Maybe just maybe he wants to date you because maybe he likes you and maybe like you he has had previous bad experiences.

I agree with PP, first instance sounds like polite rejection rather than aloofness.

OP posts:
SleepingStandingUp · 01/02/2026 09:46

Tealfire · 31/01/2026 15:37

Too much to put it all down here. I didn't decline. I just brushed past it. I guess if he really wanted to, he would ask me like this "I'd like to take you out on a date, are you free Saturday?" Maybe he is trying to gauge my interest in him by being indirect, I don't know. Maybe he's also shy and inexperienced. Maybe he just wants me to pursue him. Maybe for an ego boost. Maybe he's not that into me. I'm not a mindreader either, I don't get indirect information and hidden meanings too well. Either I just wait it out and or move on.

If you've known each other for a while, I'd assume he knows your skittish and wary, so is trying hard to to apply direct pressure.

Simply put you just have to be you. You're perfect as you are, so you don't need to try to be anything else. Try and treat him how you would a friend. Invite him to a safe place - public coffee shop etc. then you can limit it to one coffee and cake if you want or you can stay longer if you are enjoying it

Popthebubble · 02/02/2026 17:46

Willsmer · 01/02/2026 05:58

Speaking as a male on this forum, being on the receiving end of an aloof act is not pleasant.

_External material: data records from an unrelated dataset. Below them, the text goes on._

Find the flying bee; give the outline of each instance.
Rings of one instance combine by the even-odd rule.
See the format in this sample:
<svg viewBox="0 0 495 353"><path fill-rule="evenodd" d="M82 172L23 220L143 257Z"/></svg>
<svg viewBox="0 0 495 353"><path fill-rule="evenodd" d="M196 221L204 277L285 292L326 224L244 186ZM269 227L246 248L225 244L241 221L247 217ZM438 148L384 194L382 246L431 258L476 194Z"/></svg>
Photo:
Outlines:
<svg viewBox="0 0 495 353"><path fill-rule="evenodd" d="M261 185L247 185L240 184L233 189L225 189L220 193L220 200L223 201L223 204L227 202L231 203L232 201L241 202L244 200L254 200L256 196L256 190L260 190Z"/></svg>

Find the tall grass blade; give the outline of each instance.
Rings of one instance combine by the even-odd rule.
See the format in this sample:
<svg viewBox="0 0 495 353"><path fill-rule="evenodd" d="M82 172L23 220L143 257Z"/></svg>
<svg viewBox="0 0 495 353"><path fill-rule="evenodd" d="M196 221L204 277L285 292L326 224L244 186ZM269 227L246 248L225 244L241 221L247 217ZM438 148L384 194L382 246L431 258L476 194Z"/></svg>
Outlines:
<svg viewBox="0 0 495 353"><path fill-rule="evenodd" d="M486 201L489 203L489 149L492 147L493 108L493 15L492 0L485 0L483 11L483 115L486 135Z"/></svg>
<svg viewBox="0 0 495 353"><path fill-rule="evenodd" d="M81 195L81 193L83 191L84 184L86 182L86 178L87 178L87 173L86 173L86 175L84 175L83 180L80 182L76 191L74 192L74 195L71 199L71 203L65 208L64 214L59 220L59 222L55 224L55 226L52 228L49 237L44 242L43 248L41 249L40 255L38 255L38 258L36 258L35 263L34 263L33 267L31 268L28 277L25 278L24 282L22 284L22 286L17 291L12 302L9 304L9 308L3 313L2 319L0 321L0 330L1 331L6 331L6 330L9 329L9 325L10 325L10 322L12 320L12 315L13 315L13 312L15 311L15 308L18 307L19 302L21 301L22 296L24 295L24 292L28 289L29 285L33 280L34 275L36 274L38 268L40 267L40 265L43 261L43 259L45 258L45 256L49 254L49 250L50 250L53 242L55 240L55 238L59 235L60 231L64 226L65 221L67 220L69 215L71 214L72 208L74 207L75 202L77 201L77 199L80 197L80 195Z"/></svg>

Two examples spring to mind. Many years I asked a colleague that I had known for a couple of years if I could take her out for lunch. She was far too busy but she did thank me for asking. That was upsetting as someone whom I liked and seem to reciprocate could not even be bothered to be honest. I did not ask her again.

The second instance was again a work colleague I asked for lunch (different workplace) and this time no answer. However for the next 2 years whenever she saw me she blanked me (well turned the other way) except in staff briefings when she could not have sat any closer.

You have someone who likes you and according to your post your appear to like him and yet you are aloof. In todays society he may be nervous about suggesting a second date as he does not want to be accurate of inappropriate behaviour.

Maybe just maybe he wants to date you because maybe he likes you and maybe like you he has had previous bad experiences.

Terrifying @Willsmer

You sound bona fide terrifying

Both women showed good judgement t

whyyyyyisitmonddayy · 02/02/2026 19:41

Tealfire · 31/01/2026 14:33

He's very complimentary about my personality, intelligence. Jokes a lot with me/together, always try to be in close proximity, has indirectly brought up us going on a date a couple of times, I catch him looking in my direction. I'm just too shy to show romantic interest.

By being aloof you’re being extremely rude.
he’ll think you don’t like him and move on.